NATO Energy Security head: Cyber defense important for alliance members

DAILY SABAH
ISTANBUL
Published 21.06.2016 00:28

NATO Energy Security Department head Michael Rühle said that the issue of cyber defense will have an important place on NATO's agenda, adding that nearly 50 percent of identified cyberattacks target the energy sector.

Rühle spoke to Anadolu Agency (AA) about issues that will be addressed at the NATO summit in Warsaw on July 8-9. He said the issue of energy security is crucial for all NATO alliance members.

Rühle stressed that NATO is in charge of raising strategic awareness about energy security, following developments that affect the security of the alliance in energy and providing training for both alliance members and partner countries about these issues.

Explaining that cyberattacks and terrorist attacks targeting critical energy infrastructure are among the issues that NATO addresses, Rühler said: "You will see at the NATO Warsaw Summit that cyber defense is one of the most important topics, the importance of which is continuously rising. From my point of view, cyberattacks continue to be one of the greatest risks to energy security."

Rühle said that cyberattacks could lead to serious damage in highly computerized energy distribution networks, citing that nearly 50 percent of identified cyberattacks targeted the energy sector. "Therefore, I think it is essential for countries, which are responsible for protecting their infrastructure, to make necessary investments in cyber defense," he said.

Evaluating that NATO alliance members satisfy their energy requirement mostly from Russian natural gas, Rühle pointed to the significance of the Trans-Anatolian Natural Gas Pipeline (TANAP) and Trans-Adriatic Pipeline (TAP) projects. He said the two projects are a part of Europe's objective of diversifying its energy supply, which brings a special role for Turkey, adding that it is welcomed on many levels because of the wish to improve relations between Turkey and the EU.
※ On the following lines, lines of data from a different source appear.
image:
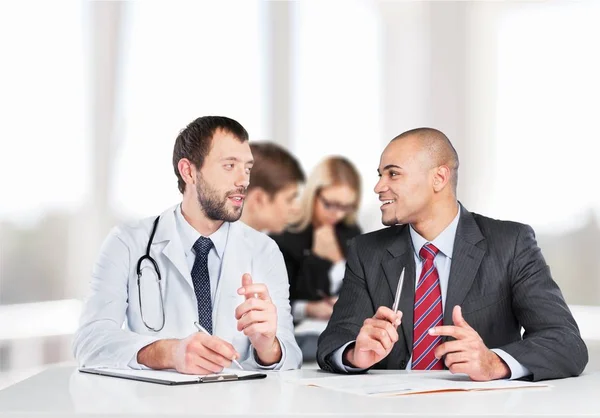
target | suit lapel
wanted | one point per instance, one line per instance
(401, 253)
(466, 259)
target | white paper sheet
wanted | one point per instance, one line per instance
(390, 384)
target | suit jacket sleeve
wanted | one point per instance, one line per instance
(100, 339)
(352, 308)
(552, 346)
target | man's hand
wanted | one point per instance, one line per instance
(468, 354)
(321, 309)
(375, 339)
(325, 244)
(199, 353)
(257, 319)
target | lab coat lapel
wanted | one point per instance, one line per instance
(173, 250)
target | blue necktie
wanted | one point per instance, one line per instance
(201, 280)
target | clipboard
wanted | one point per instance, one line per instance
(173, 378)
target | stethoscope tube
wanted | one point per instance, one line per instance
(148, 257)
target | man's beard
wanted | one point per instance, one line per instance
(213, 206)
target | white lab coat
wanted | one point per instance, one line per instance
(111, 331)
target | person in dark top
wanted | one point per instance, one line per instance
(315, 248)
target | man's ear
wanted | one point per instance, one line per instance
(187, 171)
(441, 178)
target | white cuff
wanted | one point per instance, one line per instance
(276, 366)
(339, 363)
(517, 370)
(133, 364)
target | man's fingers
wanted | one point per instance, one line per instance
(450, 331)
(458, 319)
(453, 358)
(387, 314)
(215, 357)
(381, 335)
(206, 364)
(251, 305)
(369, 344)
(246, 279)
(252, 317)
(390, 329)
(257, 328)
(256, 290)
(449, 347)
(219, 346)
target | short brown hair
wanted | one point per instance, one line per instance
(195, 140)
(332, 171)
(274, 168)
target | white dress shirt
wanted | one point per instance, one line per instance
(189, 236)
(444, 242)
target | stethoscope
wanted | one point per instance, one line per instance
(148, 257)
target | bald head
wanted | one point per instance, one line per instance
(436, 149)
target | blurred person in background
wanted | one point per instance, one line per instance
(315, 248)
(272, 198)
(155, 277)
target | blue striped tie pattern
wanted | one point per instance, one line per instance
(201, 280)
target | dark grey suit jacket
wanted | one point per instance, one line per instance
(498, 276)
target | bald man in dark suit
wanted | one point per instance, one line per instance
(471, 283)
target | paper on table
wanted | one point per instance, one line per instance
(373, 384)
(170, 375)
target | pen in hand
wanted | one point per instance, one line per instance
(202, 329)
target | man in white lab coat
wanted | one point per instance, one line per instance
(155, 277)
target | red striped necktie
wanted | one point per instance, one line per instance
(428, 313)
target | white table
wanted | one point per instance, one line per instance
(63, 391)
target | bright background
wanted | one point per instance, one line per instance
(93, 94)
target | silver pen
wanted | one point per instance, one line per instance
(202, 329)
(398, 292)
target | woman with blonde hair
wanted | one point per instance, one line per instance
(315, 248)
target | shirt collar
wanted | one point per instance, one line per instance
(189, 235)
(444, 241)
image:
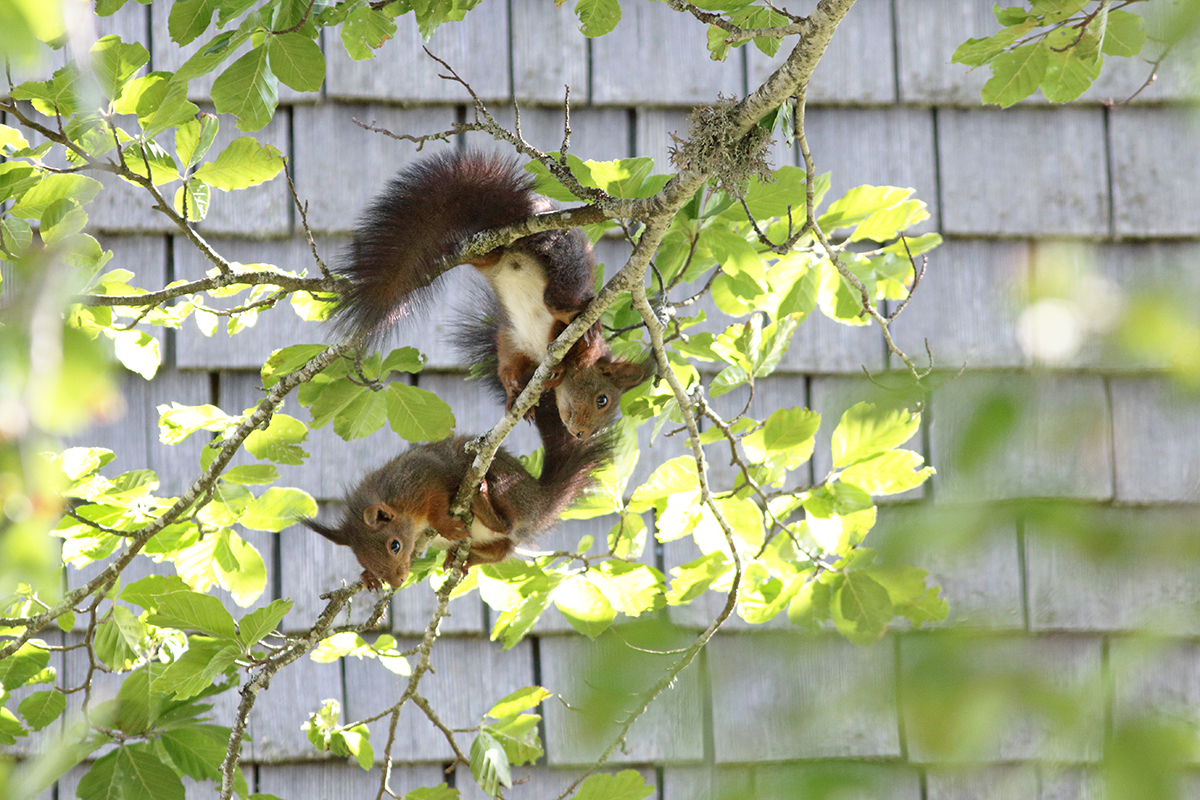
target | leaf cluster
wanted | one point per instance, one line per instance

The foundation of TANAP, which costs $10 billion, will decrease Europe's dependence on Russia and meet Turkey's ever increasing gas demand, was laid on March 17, 2015, with the participation of the presidents of Turkey, Azerbaijan and Georgia. TANAP's is expected to become operational in June 2018. TANAP will be the longest and widest natural gas pipeline constructed in Turkey and will bring employment opportunities. With the implementation of the project, natural gas produced at the Azerbaijani Şah Deniz 2 Natural Gas Production Site in the Caspian Sea, in addition to other sites located south of the Caspian Sea, will first be transported to Turkey and then onward to Europe, leaving aside the planned additions to the project. TANAP will be a part of the Southern Natural Gas Corridor, as it will connect with the South Caucasian Pipeline (SCP) and the Trans-Adriatic Pipeline (TAP).